O filme não segue exatamente os passos do livro,
que conta a história da viagem do Pequeno Príncipe – mas exalta a obra original
de maneira incrível. Parece-me uma possibilidade de escrita para o livro, e o
filme se preocupa em já usar as passagens específicas, e contar e retirar
trechos da obra de Antoine de Saint-Exupéry as interpretando, usando o
denotativo e o conotativo em paralelo, guiando a Garotinha a entender sobre o
que o livro fala… e enquanto ela faz isso, recebendo trechos do livro do
Aviador (escrito e desenhado por ele) e o visitando mais frequentemente,
aprendendo a ser criança, o filme também conta a história do Pequeno Príncipe,
com cenas completas e lindas, em uma versão do personagem perfeitamente
adaptada das aquarelas do autor, filmadas em stop-motion (técnica de A
Fuga das Galinhas), em contraste à animação computadorizada do mundo “real”
da Garotinha.
Aí está um dos grandes feitos do filme: misturar
técnicas que podem lhe render prêmios!
Uma das minhas cenas mais aguardadas, porque é a
cena mais marcante do livro, na minha opinião, é a cena da Raposa. E quando o stop-motion começa e eu vi o Pequeno
Príncipe na grama… eu me segurei. E foi um diálogo lindo.

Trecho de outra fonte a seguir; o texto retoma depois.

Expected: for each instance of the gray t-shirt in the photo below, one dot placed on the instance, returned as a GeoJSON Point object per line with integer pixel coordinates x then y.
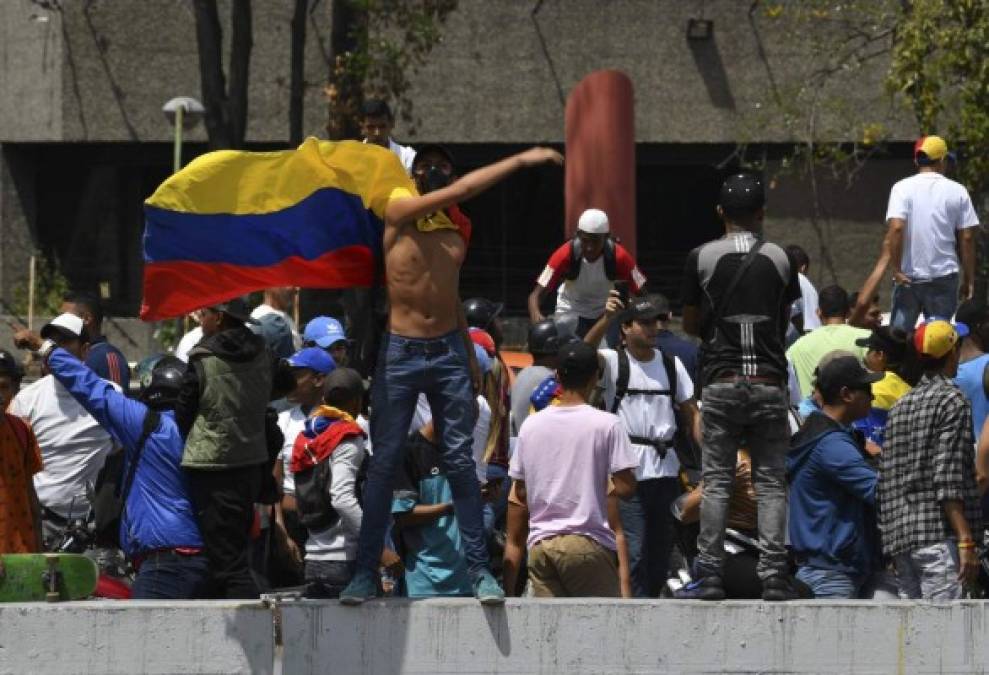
{"type": "Point", "coordinates": [525, 383]}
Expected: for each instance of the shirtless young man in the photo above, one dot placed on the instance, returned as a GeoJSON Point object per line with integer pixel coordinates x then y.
{"type": "Point", "coordinates": [425, 351]}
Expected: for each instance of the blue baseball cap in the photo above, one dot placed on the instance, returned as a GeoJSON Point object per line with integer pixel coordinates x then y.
{"type": "Point", "coordinates": [324, 331]}
{"type": "Point", "coordinates": [313, 358]}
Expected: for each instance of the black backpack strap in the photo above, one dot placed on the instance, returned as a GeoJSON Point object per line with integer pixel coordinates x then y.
{"type": "Point", "coordinates": [747, 261]}
{"type": "Point", "coordinates": [151, 420]}
{"type": "Point", "coordinates": [621, 382]}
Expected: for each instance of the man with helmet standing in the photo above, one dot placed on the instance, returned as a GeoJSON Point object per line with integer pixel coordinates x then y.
{"type": "Point", "coordinates": [158, 529]}
{"type": "Point", "coordinates": [585, 269]}
{"type": "Point", "coordinates": [544, 343]}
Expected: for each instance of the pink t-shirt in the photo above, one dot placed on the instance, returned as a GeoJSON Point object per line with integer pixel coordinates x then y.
{"type": "Point", "coordinates": [565, 455]}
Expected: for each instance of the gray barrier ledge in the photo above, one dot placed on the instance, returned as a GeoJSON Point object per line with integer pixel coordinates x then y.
{"type": "Point", "coordinates": [110, 637]}
{"type": "Point", "coordinates": [606, 636]}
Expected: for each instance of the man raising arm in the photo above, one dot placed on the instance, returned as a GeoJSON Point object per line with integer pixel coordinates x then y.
{"type": "Point", "coordinates": [424, 352]}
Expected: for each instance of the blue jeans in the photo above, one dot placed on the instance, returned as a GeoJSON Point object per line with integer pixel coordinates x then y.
{"type": "Point", "coordinates": [830, 583]}
{"type": "Point", "coordinates": [753, 416]}
{"type": "Point", "coordinates": [167, 575]}
{"type": "Point", "coordinates": [439, 368]}
{"type": "Point", "coordinates": [937, 298]}
{"type": "Point", "coordinates": [327, 578]}
{"type": "Point", "coordinates": [648, 524]}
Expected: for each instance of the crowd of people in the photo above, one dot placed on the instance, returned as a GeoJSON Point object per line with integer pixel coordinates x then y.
{"type": "Point", "coordinates": [791, 445]}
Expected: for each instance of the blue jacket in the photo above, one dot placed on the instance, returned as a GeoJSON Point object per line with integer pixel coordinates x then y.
{"type": "Point", "coordinates": [159, 513]}
{"type": "Point", "coordinates": [832, 498]}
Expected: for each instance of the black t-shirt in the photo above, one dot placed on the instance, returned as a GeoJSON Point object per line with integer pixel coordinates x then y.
{"type": "Point", "coordinates": [750, 339]}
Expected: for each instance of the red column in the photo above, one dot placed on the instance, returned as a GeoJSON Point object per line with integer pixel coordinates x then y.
{"type": "Point", "coordinates": [600, 152]}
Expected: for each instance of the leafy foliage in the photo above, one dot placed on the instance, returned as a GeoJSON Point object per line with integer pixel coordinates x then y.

A Raposa explica para
o menino que ela é uma raposa como qualquer outra para ele, e que para ela ele
é um garoto como qualquer outro – a não ser que ele a cative. Porque então cada
um passará a ser único para o outro. A Raposa, um personagem tão lindo e tão
marcante, é representado ao longo de toda a trama como um ursinho no mundo da
Garotinha, e eu achei fantástico… porque foi um paralelo incrível com a maneira
como ela e o Aviador estavam se cativando.
No fim do filme eu estava aos prantos, mas explicando: “Se a gente não cativa as pessoas, e não deixa que elas nos cativem… a
gente não vive”.
Não é?
É uma obra incrível e poética, exatamente uma
adaptação como o livro pedia – não é simplista, não é corrida; é perfeitamente
introspectiva, e repleta de símbolos impressionantes. Como toda a jornada da
Garotinha durante a noite, encontrando o Senhor Príncipe naquele mundo de
adultos, que era uma caminhada que ela precisava fazer, e precisava fazer
sozinha, para entender o que o Aviador estava tentando lhe ensinar… acredito
que aquela parte tem um tom sombrio e misterioso que meio que reflete os nossos
sentimentos ao ler o livro: melancólico, embora bonito. A Garotinha quer ir
embora com o Aviador, mas ele não pode levá-la, e ela não entende… até que ele
esteja no hospital e ela tenha a linda cena de ir atrás dele, de passar por sua
jornada e finalmente poder estar com ele, dando-lhe de presente uma linda versão
do livro como o conhecemos, usando as imagens que estiveram lá na nossa
infância, e podem ser vistas ao longo do filme…
O Pequeno
Príncipe mudou a vida dela e de sua mãe.
Ele também pode mudar a nossa. Filme lindo.